I made sure the counselor was close enough to my house. My nerves were shot as I entered her office for the first time. She sat in the cozy office with her notepad and asked me to tell her why I was there. I opened up about the accident, the loss of our family dog a month prior, the loss of twins about a month before that. I explained to her the panic I felt every time I had to get behind the wheel. After listening to my story, she told me I was suffering from PTSD (Post Traumatic Stress Disorder), Anxiety and Depression. So much had happened in my life in such a short amount of time that it’s no wonder I was struggling, she said. She felt that medication and counseling would do the most good. I was reluctant to start medications because of the positive pregnancy test I had taken that morning. We happily agreed to revisit that topic further into my pregnancy.

As the months went by, I learned tools to help me redirect my thoughts when they began to drift back to that highway. We cut back on the amount of local news we watched so I wouldn’t have to see stories of fatalities every night. I busied myself with books during those late night hours. My fear of dying was irrational and unfounded. I can’t stop the moving train that is forever hurtling toward me.

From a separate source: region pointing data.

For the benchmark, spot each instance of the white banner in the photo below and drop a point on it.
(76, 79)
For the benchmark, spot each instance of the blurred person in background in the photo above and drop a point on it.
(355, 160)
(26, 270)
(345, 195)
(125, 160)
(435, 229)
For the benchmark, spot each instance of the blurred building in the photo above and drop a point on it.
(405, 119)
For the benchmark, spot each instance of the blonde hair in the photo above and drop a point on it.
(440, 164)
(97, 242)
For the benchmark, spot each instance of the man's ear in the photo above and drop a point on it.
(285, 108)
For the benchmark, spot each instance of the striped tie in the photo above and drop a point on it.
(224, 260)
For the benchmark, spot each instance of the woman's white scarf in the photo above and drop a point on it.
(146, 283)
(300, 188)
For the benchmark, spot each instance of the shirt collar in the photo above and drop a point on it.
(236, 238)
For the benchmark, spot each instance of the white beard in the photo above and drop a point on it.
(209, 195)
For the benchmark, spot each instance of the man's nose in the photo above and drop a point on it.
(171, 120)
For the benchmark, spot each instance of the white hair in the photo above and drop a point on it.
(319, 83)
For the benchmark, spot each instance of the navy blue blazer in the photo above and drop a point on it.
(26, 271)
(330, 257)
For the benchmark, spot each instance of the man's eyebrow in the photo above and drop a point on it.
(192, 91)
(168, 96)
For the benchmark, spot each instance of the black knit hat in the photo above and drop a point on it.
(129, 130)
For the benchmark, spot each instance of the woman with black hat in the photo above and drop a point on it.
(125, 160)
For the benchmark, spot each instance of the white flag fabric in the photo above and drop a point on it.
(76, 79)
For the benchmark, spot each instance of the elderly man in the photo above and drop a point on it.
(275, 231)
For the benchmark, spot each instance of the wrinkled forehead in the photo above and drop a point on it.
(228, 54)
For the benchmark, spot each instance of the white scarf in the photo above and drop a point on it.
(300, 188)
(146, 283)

Why spend so much time worrying about it?

My doctor OK’d a low dose of anxiety medication in my second trimester. In combination with counseling, I could feel myself slowly crawling out of my black hole. With a little pep-talk and a prayer, I could drive relatively far distances on the highway without having a full-blown panic attack. No longer did I dread crawling into bed each night.

My sessions became fewer and far between. Both of us agreed I didn’t need therapy once a week anymore. Around my third trimester, my counselor set me free. I cried. Not seeing her anymore felt like I suffered a loss. She brought me such peace and clarity without judgement or criticism.

The relief I feel from no longer struggling daily with my fears has helped me to be a better wife and mother. My true self fought her way back to the surface. I no longer feel like I’m drowning in a sea of negativity that I created. I still take medication to help control my anxiety. There are moments when the thoughts resurface. Instead of letting them pull me under, I remind myself the thoughts aren’t based in reality and push them aside. My experience taught me to make the best of this life and focus on the good instead of worrying about the bad. I survived to create another life and watch my children grow, and there’s nothing depressing about that.